Download and install Haiku Animator here: TODO: installation binaries link
Or run from source by following the Development instructions below.
It's important to use precise minor version numbers where specified. nodegit/node-gyp build errors are expected if you ignore this.
1.) nvm:
$ curl -o- https://raw.githubusercontent.com/creationix/nvm/v0.33.6/install.sh | bash
2.) node 8.15.1:
$ nvm install 8.15.1 && nvm alias default 8.15.1 && nvm use 8.15.1
3.) yarn 1.13.0:
$ curl -o- -L https://yarnpkg.com/install.sh | bash -s -- --version 1.13.0
4.) python 2.7.16 (if you need multiple Python environments on your machine, we recommend pyenv)
5.) libgcrypt (required for nodegit native bindings)
$ brew install libgcrypt
Assuming a clean Windows 10, open a PowerShell with admin rights:
# Install Chocolatey package manager
Set-ExecutionPolicy Bypass -Scope Process -Force; iex ((New-Object System.Net.WebClient).DownloadString('https://chocolatey.org/install.ps1'))
# Install git
choco install git python2 -y
# Install nodejs
choco install nodejs-lts -y --version 8.15.1
# Ignore dependencies to force using specified node version
choco install yarn -y --version 1.13.0 --ignore-dependencies
# Update PowerShell environment vars
refreshenv
# Install windows build tools (to compile native electron modules, e.g. nodegit)
npm install -g windows-build-tools@2.3.0
In Windows is not possible to login in Figma while running Animator in development. In order to connect with Figma, is needed to set an environment variable called FIGMA_TOKEN with a Figma token as value.

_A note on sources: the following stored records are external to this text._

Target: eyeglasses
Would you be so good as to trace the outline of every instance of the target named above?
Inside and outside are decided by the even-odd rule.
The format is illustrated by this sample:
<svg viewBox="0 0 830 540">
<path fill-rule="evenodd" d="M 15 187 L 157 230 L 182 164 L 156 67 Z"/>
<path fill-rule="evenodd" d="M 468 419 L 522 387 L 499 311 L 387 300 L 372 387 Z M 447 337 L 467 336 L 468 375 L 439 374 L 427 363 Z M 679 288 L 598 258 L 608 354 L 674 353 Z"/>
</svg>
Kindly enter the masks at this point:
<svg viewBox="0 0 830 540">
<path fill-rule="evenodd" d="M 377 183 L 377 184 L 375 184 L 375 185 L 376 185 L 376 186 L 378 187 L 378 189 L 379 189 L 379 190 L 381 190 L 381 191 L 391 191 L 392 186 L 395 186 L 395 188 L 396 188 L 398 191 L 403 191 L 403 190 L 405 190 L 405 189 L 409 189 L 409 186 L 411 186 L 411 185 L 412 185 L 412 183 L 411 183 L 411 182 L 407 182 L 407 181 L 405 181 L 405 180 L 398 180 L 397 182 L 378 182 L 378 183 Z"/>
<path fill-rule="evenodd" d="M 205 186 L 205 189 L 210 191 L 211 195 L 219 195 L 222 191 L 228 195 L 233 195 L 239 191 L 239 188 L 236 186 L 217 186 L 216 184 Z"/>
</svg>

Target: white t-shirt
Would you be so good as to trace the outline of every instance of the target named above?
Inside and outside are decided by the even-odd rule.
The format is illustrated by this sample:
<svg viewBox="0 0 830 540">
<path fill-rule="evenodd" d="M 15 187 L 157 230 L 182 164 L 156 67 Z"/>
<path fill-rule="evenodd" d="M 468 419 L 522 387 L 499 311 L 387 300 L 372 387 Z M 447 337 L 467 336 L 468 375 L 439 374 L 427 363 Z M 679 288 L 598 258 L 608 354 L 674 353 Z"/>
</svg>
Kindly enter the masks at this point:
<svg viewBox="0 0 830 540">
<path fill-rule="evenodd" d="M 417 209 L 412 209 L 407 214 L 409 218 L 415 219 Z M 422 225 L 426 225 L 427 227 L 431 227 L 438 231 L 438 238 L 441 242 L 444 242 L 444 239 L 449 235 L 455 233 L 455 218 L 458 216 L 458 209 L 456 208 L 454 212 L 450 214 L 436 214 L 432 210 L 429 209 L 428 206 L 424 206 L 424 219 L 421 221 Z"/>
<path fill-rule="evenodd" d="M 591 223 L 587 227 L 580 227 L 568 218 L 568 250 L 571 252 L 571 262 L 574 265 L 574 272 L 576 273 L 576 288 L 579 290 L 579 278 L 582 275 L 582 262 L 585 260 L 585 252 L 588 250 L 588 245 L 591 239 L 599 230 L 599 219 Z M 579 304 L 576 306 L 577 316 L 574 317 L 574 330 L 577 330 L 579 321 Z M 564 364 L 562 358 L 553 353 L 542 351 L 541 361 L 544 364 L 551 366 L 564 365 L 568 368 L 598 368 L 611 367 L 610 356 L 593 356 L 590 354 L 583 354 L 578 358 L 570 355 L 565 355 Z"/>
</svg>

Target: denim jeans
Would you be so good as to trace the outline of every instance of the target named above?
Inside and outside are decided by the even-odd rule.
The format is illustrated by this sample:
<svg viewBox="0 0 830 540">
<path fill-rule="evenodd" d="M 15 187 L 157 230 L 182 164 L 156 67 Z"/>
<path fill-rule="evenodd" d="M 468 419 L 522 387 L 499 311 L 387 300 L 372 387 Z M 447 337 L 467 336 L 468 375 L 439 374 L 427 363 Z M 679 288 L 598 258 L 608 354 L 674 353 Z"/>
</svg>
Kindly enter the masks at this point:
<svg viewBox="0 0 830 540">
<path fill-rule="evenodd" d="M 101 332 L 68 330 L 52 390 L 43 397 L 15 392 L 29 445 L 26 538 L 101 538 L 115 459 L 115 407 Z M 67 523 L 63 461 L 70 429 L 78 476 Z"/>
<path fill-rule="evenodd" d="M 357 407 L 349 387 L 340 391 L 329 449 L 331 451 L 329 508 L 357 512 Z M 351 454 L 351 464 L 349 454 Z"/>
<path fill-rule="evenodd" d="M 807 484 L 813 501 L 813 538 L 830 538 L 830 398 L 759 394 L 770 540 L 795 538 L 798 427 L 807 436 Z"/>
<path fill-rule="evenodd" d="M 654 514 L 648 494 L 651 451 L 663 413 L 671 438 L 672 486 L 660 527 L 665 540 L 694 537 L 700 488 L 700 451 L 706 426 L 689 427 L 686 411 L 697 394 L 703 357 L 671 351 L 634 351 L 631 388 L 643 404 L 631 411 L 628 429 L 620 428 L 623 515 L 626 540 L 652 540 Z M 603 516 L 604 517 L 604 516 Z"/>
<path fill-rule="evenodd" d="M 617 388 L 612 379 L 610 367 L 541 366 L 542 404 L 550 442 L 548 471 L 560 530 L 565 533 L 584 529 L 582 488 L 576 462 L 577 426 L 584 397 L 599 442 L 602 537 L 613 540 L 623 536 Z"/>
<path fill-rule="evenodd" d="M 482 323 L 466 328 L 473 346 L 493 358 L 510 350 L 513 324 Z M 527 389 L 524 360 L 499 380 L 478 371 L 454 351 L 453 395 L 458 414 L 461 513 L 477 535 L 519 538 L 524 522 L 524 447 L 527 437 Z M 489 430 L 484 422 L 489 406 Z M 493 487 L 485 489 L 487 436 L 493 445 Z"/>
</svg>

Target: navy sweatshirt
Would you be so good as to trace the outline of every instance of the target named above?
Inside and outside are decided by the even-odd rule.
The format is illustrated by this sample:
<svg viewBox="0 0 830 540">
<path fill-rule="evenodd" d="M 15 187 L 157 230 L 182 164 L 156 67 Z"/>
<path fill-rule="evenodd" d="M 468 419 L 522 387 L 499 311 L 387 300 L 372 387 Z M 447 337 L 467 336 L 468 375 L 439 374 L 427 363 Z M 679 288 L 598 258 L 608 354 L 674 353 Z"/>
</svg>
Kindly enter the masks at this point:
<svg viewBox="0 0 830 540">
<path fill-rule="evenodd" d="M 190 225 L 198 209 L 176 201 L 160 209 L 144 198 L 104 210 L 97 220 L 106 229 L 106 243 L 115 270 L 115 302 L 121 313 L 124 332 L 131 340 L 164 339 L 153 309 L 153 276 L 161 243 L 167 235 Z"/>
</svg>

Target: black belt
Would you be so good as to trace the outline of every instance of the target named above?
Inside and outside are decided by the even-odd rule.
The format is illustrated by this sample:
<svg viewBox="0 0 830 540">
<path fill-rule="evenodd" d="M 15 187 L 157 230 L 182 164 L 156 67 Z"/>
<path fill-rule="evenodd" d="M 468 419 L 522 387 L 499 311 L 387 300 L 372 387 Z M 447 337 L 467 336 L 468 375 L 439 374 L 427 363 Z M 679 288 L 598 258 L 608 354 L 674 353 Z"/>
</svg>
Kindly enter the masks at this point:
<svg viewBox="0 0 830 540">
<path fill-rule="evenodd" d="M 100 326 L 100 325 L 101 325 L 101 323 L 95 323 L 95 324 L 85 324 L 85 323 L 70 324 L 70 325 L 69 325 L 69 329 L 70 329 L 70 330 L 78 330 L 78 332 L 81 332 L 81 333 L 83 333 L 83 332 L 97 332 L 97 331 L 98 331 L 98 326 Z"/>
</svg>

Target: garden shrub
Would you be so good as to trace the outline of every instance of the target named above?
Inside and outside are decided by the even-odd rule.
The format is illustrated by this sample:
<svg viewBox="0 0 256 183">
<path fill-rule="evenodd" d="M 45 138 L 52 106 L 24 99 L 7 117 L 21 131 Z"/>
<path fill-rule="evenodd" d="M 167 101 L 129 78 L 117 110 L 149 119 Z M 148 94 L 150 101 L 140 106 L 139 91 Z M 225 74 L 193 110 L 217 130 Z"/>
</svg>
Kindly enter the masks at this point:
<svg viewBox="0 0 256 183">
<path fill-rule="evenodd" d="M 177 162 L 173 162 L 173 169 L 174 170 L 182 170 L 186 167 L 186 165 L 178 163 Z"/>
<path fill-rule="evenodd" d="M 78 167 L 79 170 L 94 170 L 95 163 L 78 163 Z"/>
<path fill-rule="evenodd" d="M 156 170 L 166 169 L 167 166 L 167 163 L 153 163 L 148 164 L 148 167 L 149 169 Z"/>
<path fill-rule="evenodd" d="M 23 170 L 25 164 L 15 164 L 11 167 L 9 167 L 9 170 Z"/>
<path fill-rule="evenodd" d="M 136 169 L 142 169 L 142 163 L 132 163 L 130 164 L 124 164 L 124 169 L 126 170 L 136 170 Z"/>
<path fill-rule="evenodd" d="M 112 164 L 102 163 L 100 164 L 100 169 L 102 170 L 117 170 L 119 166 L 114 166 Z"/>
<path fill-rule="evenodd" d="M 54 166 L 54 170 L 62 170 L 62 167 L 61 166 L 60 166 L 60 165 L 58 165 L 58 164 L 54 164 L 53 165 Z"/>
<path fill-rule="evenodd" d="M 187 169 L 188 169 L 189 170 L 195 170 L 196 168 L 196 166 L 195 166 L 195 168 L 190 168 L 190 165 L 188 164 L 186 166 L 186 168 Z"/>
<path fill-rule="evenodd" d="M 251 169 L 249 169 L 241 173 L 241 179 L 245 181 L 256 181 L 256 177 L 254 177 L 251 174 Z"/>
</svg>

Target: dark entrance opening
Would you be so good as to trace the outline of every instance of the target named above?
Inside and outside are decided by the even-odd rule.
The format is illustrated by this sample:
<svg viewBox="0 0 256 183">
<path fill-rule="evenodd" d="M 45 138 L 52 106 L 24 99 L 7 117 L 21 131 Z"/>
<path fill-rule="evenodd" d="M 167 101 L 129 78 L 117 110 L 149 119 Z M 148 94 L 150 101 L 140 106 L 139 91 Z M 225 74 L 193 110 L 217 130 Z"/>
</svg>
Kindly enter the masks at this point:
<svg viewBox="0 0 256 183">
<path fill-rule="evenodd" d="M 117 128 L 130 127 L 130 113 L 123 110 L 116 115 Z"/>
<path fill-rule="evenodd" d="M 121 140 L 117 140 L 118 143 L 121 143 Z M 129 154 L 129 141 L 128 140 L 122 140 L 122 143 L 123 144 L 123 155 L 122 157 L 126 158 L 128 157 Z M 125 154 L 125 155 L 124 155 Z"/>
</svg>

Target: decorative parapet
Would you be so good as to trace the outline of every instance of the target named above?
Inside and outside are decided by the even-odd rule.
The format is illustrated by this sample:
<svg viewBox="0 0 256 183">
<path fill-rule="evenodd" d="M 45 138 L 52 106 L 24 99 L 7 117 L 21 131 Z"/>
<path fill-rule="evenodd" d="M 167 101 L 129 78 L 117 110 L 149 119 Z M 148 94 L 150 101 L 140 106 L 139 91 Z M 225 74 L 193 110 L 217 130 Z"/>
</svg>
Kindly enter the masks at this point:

If the app fails to start because of wrong precompiled binaries, try re-building them (can take some time)
yarn electron-rebuild
TODO
After you clone the repository, simply run:
$ yarn install && yarn setup
Assuming you've done the initial setup, you can start all the dev servers with:
$ yarn start
You can also skip the interactive prompt and start with good defaults with:
$ yarn go
You can also set some overriding environment variables (e.g. HAIKU_API) by making a .env file in the mono root. Refer to .env.example for an example.
For the compiler to watch for changes as you develop, run the following command in a separate Terminal tab:
$ yarn watch-all
First lint all of the code:
$ yarn lint-all
Then run the unit tests in all of the code:
$ yarn test-all
You might also want to run:
$ yarn compile-all
Assuming no lint errors or test failures, push your changes:
$ git push # and create a pull request
There are configurations included here for debugging any of the UI directly from inside VS Code.
You must install the Debugger for Chrome VS Code extension to use these. (cmd + shift + p, "install extensions", "Debugger for Chrome")
To debug, first launch mono normally (see Starting) — then from VS Code's left-side Debug menu, select attach-glass, attach-timeline, or attach-creator. You can then place breakpoints, explore stack traces, explore local values (and more) from inside VS Code.
In general, Plumbing can be debugged on port 9221 and Electron renderer processes can be debugged on port 9222.
To add profile to any code, you should call
logger.time('<user defined name>')
<code to be profiled>
logger.timeEnd('<user defined name>')
And it will output
<timestamp>|<process>|info|d=149|<user defined name>
with d being duration between logger.time and logger.timeEnd. To do a subsequent profile with same name, you should call logger.time rearm again.
Create a PR, file an issue, or join the Slack community with this invite link.
Every project you create with Haiku Animator is entirely yours, to license or sell or publish however you'd like.
This project's source code is licensed under AGPL.
This project is open to new maintainers. This codebase isn't perfect. In fact, in its current state it has deep flaws. That said, to a dedicated tinkerer, it has potential. We created it chasing a dream of creative empowerment — we open-source it in hopes of that dream continuing on.